Initié et présidé par Pierre Pagesse, président du leader français des OGM, Limagrain (Biogemma, Meristem Therapeutics), le MOMA (initialement baptisé Nouvel Ordre Mondial
de l’Agriculture !!), comprend des gens comme Christian Pèes, Président d’EURALIS, Vice Président de Coop de France, Trésorier de l’AGPM; Henri de Benoist,
Président d’UNIGRAINS, Président de l’AGPB (l’Association Générale des Producteurs de Blé et autres céréales), Président d’INTERCEREALES, Président d’AGRICEREALES,
Président de la Compagnie Financière du Nord-Est, Président d’UNIFIPAR, Président du Groupe Céréaliers de France, Président du Crédit Agricole du Nord-Est, Président
d’honneur d’ARVALIS, Président de la section des problèmes économiques généraux et de la conjoncture du Conseil Economique et Social (CES), Premier Vice-Président de la
FNSEA, Représentant du CES à la délégation française auprès de la FAO, Président de l’Association Pluriagri, Maire de Bouconville-Vauclair ; Bernard Delsuc, Président de la
Fédération nationale de la production de semences de maïs et de sorgho (FNPSMS). Membre du Comité Directeur de l’Unité Economique et Sociale Maiz’Europe, aux côtés de Christian Pèes
(Euralis) ; Pierre Fabre, Président-directeur général des Laboratoires Pierre Fabre, entreprise nationale et multinationale implantée également aux USA.

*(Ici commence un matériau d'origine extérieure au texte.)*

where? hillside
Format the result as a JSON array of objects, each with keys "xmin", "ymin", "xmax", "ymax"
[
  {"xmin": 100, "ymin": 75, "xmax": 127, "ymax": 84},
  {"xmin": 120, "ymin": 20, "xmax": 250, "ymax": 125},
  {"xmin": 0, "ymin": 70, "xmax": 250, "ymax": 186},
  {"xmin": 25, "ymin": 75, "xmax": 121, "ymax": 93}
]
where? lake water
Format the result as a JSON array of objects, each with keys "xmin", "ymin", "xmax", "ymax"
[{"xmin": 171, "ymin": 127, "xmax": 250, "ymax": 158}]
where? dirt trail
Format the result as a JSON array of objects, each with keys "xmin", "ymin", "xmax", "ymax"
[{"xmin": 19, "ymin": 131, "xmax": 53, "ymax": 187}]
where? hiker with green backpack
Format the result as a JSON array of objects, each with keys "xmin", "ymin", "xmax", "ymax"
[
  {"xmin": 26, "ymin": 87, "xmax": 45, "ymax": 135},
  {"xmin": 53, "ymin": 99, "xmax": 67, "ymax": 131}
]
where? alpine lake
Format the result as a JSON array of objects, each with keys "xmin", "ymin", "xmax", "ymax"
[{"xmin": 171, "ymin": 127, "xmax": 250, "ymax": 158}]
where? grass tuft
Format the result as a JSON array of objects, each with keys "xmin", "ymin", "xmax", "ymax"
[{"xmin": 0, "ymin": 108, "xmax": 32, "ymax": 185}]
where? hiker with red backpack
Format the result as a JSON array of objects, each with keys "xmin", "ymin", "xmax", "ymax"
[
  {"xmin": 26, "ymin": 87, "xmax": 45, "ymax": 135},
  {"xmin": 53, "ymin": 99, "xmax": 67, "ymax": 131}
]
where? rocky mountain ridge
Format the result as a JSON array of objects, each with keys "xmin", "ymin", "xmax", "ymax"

www.pierre-fabre-medicament.com ; Luc Guyau, Président de l’Assemblée permanente des Chambres d’Agriculture (APCA), vice-président du Conseil économique et social (CES), Président
de la Chambre d’Agriculture de la Vendée ; Bernard Layre, Président des Jeunes Agriculteurs de Juin 2004 à Juin 2006 (JA) ; Emmanuel Coste, Président-directeur général de Sica de
Grillon, Ingénieur et membre du CA d’ISARA-Lyon (Institut supérieur d’agriculture et d’agroalimentaire Rhône-Alpes), représentant FNSEA/FNO (Fédération Nationale Ovine) ; Jacques
Hubert, Directeur général de Coop de France ; Denis Manach, Président de Coopagri Bretagne , Président de la holding Socopa SA, également président adjoint de la
Confédération des coopératives de l’Ouest (CCAOF) ; Gilbert Herpe, Président d’AGRIAL ; Pierre Mille, Président de NORIAP ; Michel Fosseprez, Président
d’INVIVO, Président de 110 Bourgogne, Membre du Groupe de la Coopération, Vice-Président de la Section des Relations extérieures du Conseil Economique et Social. René Carron,
Président Directeur Général. du Crédit Agricole SA est également membre du MOMA, et dans la sphère politique on trouve : Pascal Chaigneau, Administrateur général du Centre d’études
diplomatiques et stratégiques (CEDS) ; Jacques Carles, Associé gérant du cabinet Carles Rheims. (Le Groupe de prospective du Sénat a confié au cabinet Carles-Rheims la mission de
concevoir et d’organiser ses différentes activités) ; Jean Bizet, Sénateur de la Manche, responsable de la mission parlementaire sur les OGM et co-auteur du rapport RAPPORT D’INFORMATION
440 (97-98) - COMMISSION DES AFFAIRES ECONOMIQUES, truffé d’inexactitudes et de partis pris en faveur de l’industrie biotech, et qui a servi de référence aux députés pour se forger une opinion
sur l’utilisation des organismes génétiquement modifiés en agriculture ; François Leblond, Président de la Confédération française pour l’habitation, l’urbanisme, l’aménagement du
territoire et l’environnement (CFHUAT), ancien Préfet de Région ; Georges Fenech, Député UMP du Rhône, (Monsieur « Tolérance Zéro ») ; Jacques Godfrain, Député maire UMP de Millau,
ancien Ministre de la Coopération…
Une concentration de pouvoir des agroindustriels, alliée au tout puissant Crédit Agricole, à la FNSEA, aux Chambres d’agriculture, avec une entrée de plein pied dans le Conseil Economique et
Social et le CEDS qui modèle les stratégies politiques, un cabinet de communication qui « gère » le Sénat, des députés UMP droite dure, et un pied dans l’aménagement du territoire : un lobby en
bon et due forme. Pour faire quoi ? Promouvoir un « modèle agricole », celui tant prisé par Pierre Pagesse, qui insiste sur « la nécessité de promouvoir des ruptures techniques et soutenues,
en particulier, l’utilisation judicieuse des plantes génétiquement modifiées. »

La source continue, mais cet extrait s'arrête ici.